Con voce tonante e qualche colpo di martelletto, il giudice riuscì a riportare la calma in aula. Davanti alla svolta imprevista, avvocati e giurati si trovarono spiazzati. La maggior parte delle testimonianze perdeva di utilità e il processo finì in meno di un'ora, con un verdetto che obbligava l'accusato a risarcire la vetrina infranta e pagare una multa per guida pericolosa. Magnus si era alzato e aveva applaudito, un piccolo sorriso soddisfatto gli increspava le labbra, poi si era girato verso il giovane Harp e si era portato due dita alla fronte, sopra la benda, in un finto saluto militare. Alec si sentiva confuso almeno quanto Jeffrey.

Il cielo era nuvoloso, un vento freddo spazzava lo slargo di fronte al tribunale. Magnus era uscito con passo deciso e si era fermato prima di raggiungere gli altri radunati accanto alla fontana. Aveva allargato le braccia e alzato il volto al cielo, lasciando che le prime gocce di pioggia gli scivolassero addosso. Alec aveva mosso un paio di passi verso di lui, incapace di resistere. Cosa gli era successo? Non aveva avuto la forza per procedere con il processo, di reggere un secondo giorno di testimonianze e interrogatori? No, la sua espressone era rilassata e - possibile? - compiaciuta. Quella di Alec invece doveva essere molto più facile da leggere. Raphael gli si era avvicinato in silenzio: “Pare che Magnus abbia trovato un altro animaletto ferito di cui prendersi cura”.
Era davvero così? Era, cosa... pietà per il ragazzo?

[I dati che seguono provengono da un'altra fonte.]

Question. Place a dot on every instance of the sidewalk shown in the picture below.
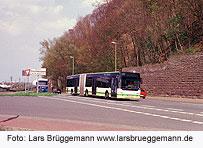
(176, 99)
(46, 124)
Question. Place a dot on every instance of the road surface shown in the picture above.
(148, 114)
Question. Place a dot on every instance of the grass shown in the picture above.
(29, 94)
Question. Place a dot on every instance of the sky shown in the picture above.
(25, 23)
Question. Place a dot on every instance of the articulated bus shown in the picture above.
(42, 85)
(107, 84)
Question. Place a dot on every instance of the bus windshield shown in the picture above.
(43, 82)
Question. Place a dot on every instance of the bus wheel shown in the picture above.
(86, 93)
(106, 95)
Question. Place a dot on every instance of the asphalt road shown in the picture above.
(148, 114)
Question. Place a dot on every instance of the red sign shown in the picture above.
(27, 72)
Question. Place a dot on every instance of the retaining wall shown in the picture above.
(180, 76)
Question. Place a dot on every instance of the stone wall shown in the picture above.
(180, 76)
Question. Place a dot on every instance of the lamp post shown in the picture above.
(115, 55)
(73, 64)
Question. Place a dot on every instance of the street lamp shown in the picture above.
(115, 55)
(73, 64)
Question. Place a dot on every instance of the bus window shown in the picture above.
(103, 82)
(43, 83)
(130, 84)
(88, 82)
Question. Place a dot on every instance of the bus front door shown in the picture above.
(114, 87)
(94, 86)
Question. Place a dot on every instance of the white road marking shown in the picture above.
(133, 106)
(124, 110)
(148, 106)
(174, 109)
(193, 104)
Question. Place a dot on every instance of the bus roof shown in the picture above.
(99, 74)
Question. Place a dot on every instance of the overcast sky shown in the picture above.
(24, 23)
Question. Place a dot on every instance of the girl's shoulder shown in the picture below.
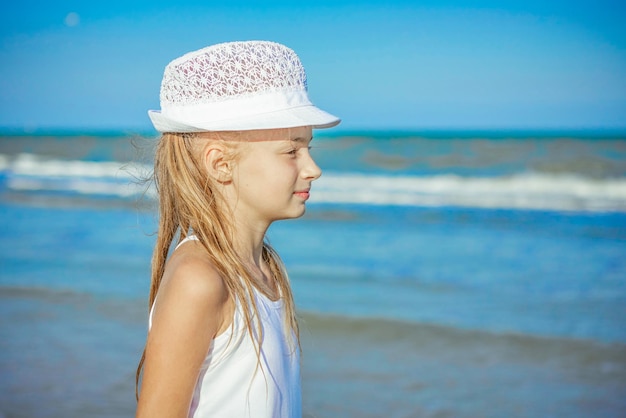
(191, 271)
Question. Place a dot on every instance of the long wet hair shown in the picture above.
(190, 203)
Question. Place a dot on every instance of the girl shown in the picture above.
(233, 158)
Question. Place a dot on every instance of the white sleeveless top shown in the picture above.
(231, 385)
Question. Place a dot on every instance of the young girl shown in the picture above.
(233, 157)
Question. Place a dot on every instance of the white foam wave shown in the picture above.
(520, 191)
(27, 172)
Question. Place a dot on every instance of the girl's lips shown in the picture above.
(303, 194)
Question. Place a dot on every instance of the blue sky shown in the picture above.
(377, 65)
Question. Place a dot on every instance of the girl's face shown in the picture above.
(273, 174)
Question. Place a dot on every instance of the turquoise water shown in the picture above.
(467, 274)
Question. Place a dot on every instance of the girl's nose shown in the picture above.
(311, 170)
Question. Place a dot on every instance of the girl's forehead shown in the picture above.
(283, 134)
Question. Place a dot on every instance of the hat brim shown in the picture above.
(307, 115)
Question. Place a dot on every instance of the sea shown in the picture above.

Alec si avvicinò al suo drago: “Ti vedo felice”.
“Lo sono” rispose Magnus prendendolo sottobraccio.

“Non sono sicuro di capire...”
“Il gatto c'era davvero, ricordo di averlo notato pochi secondi prima. E anche se non ci fosse stato... Rovinare la vita a quel ragazzino non mi avrebbe restituito l'occhio”.
“La legge è legge, chi sbaglia deve pagare”.
Magnus alzò il sopracciglio: “Come siamo inflessibili! Diciamo che rendere felice qualcuno rende felice me”. Una luce gli accese lo sguardo mentre aggiunse: “Mi succede lo stesso con te, adoro renderti felice...” Il doppio senso era fin troppo evidente e Alec sentì le guance tingersi di rosso.